Literatura

«Amar a Olga» [fragmento]

29/05/2021

Presentamos un fragmento de Amar a Olga, del reconocido narrador y poeta venezolano Gustavo Valle, publicada el pasado mes de abril por Editorial Pre-Textos (Valencia, España, 2021), en su colección Contemporánea. Se trata de una novela en la que se indaga, entre otros pormenores, la obsesiva potencia del recuerdo como escape de una agotada situación.

Es salvaje esta manera de arrojarme al pasado.
A veces pienso que Olga es un espejismo en medio del desierto, una evasión, un camino de ida, un sueño de esos que se olvidan al despertar. Escapo hacia ella, que es como sumergirme en el fondo de un lago, huyendo de la rutina, del hastío o de mi país maldito.
Duermo siete horas diarias junto con Marina, vemos televisión en una postura semejante al abrazo, vivo en un departamento estrecho, tengo un pequeño Fiat y una vez al año nos vamos Marina y yo de vacaciones.
Trabajo desde casa para una enciclopedia digital española redactando contenidos. Eso me garantiza una modesta cifra mensual en euros con la que enfrento la hiperinflación y el desabastecimiento.
Tengo una vida sexual sin estridencias, sin fantasías demasiado espectaculares, sin dildos ni juguetes de colores, pero una vez a la semana alcanzo un orgasmo honesto y me esfuerzo para que Marina también lo alcance.
Entonces, ¿por qué esta obsesión por mi pasado, y especialmente por un pasado en el que una mujer remota, demasiado perdida en el tiempo, casi invisible, se convierte en algo absoluto y necesario?

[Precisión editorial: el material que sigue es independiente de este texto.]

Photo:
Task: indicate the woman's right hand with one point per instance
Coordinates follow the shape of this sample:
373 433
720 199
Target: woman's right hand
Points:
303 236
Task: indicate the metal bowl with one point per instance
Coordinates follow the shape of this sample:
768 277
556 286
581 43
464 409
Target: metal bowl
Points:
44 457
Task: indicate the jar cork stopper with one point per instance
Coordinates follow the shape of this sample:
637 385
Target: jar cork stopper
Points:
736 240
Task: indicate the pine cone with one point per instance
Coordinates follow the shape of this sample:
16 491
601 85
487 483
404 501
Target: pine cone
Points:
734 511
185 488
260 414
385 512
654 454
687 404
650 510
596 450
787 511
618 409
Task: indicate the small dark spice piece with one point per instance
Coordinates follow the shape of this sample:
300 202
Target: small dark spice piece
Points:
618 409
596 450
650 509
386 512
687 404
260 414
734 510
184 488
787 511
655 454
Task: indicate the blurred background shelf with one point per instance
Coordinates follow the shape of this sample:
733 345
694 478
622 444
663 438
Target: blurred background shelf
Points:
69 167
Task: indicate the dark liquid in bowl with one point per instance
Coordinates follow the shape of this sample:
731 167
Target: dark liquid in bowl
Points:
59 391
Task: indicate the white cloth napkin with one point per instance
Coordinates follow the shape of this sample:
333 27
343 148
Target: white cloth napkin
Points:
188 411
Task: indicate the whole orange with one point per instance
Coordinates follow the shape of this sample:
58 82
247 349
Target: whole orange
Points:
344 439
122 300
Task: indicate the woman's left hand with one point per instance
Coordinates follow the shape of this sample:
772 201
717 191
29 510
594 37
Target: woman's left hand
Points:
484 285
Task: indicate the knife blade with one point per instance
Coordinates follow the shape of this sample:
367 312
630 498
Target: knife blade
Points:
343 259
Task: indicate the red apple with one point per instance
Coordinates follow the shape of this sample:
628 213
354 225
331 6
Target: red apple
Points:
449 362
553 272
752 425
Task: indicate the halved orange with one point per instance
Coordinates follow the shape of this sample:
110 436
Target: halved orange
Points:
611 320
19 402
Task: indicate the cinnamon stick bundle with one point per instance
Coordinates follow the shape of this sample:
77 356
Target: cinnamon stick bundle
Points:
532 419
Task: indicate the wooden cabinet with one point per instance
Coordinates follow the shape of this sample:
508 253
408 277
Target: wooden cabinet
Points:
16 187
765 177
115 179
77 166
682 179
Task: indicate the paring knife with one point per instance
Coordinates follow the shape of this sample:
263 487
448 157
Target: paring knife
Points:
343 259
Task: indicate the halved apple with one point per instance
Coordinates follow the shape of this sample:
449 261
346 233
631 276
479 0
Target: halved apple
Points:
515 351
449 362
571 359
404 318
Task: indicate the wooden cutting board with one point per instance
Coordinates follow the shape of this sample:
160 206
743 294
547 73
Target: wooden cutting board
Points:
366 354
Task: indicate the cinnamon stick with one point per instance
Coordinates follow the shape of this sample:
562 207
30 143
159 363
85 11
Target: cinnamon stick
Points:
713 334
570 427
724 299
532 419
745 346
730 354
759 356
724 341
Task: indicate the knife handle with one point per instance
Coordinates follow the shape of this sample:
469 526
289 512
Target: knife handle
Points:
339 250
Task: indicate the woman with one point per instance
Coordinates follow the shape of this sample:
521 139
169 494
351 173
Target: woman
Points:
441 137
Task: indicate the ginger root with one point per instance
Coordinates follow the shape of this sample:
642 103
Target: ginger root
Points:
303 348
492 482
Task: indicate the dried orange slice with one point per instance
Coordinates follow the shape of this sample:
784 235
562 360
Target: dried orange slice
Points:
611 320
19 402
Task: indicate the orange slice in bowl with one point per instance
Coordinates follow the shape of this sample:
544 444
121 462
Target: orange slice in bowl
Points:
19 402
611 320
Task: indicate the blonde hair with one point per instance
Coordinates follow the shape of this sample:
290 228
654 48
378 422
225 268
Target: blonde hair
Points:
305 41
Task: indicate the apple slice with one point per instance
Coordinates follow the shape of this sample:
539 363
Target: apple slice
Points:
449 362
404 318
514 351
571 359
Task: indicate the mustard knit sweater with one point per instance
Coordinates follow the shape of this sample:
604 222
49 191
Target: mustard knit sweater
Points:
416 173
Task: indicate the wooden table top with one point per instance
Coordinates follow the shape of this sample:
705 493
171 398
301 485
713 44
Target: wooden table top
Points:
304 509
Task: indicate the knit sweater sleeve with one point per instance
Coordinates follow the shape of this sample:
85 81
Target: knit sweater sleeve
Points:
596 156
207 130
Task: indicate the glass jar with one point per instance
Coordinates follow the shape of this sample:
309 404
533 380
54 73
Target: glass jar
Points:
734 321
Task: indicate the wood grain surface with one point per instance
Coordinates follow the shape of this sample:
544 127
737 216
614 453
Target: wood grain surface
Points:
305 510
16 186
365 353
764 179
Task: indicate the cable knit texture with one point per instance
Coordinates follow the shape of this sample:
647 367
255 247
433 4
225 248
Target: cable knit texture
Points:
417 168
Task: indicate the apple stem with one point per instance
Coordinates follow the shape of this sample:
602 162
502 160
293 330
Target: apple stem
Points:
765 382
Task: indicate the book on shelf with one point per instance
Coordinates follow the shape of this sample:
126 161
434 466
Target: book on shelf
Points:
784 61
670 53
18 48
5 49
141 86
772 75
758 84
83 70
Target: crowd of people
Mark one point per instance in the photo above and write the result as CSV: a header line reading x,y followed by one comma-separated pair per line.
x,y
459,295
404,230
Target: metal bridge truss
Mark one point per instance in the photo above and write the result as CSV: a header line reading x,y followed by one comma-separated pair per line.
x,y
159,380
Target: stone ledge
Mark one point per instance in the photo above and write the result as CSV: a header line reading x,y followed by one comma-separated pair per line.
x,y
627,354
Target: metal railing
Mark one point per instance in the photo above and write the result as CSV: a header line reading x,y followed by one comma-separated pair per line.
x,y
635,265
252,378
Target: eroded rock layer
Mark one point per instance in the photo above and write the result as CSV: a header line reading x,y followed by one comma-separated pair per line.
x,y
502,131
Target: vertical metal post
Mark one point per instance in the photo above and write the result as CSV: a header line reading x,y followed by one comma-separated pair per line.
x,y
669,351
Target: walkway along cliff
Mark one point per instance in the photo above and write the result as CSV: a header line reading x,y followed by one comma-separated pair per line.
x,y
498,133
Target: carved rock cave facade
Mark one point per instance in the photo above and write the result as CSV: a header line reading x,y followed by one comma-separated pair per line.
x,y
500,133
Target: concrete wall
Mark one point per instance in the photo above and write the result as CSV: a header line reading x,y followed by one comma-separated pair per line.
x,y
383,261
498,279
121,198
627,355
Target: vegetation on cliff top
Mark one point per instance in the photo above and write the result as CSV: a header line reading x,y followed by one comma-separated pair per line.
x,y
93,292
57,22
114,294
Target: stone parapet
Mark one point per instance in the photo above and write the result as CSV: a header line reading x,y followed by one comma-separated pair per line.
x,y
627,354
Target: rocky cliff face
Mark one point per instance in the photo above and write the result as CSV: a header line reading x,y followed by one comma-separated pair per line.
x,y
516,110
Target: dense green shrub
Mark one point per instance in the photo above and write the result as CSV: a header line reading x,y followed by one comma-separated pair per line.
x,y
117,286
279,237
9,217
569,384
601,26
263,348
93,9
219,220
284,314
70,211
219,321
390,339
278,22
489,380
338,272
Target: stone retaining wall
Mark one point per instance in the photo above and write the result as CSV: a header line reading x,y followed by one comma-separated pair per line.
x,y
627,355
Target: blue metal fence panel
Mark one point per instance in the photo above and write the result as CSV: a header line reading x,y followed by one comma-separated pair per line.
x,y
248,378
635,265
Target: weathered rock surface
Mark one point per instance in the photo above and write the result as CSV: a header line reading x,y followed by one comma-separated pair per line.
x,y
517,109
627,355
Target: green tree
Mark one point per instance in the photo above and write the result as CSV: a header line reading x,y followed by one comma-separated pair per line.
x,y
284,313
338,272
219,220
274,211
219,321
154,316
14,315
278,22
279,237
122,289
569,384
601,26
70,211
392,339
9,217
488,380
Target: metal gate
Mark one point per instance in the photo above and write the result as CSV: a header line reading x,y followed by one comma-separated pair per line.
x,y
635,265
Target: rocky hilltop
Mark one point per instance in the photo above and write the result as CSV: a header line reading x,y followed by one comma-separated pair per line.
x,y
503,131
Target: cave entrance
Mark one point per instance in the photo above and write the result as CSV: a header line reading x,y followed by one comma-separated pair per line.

Mi mente puesta casi exclusivamente en la recuperación de Olga oculta una agenda autodestructiva. Como el alcohólico que esconde detrás de su vaso de whisky el verdadero propósito que lo lleva a consumir litros y litros hasta desquiciarse. Un tipo que no se atreve a arrojarse por la ventana, pegarse un tiro o tomarse tres cajas de ansiolíticos. Su tentativa está unida a la muerte, pero de una forma oblicua; del balazo lo separa una metáfora. Es una experiencia de parálisis o éxtasis con la que accedo a un estado en el que no puedo pensar más que en ella, como si la manera que tengo para desprenderme del increíble poder que ha cobrado en mi vida sea convertirla en mi adicción más cobarde, en la excusa para un estallido que termine por romper el puente que me une a ella.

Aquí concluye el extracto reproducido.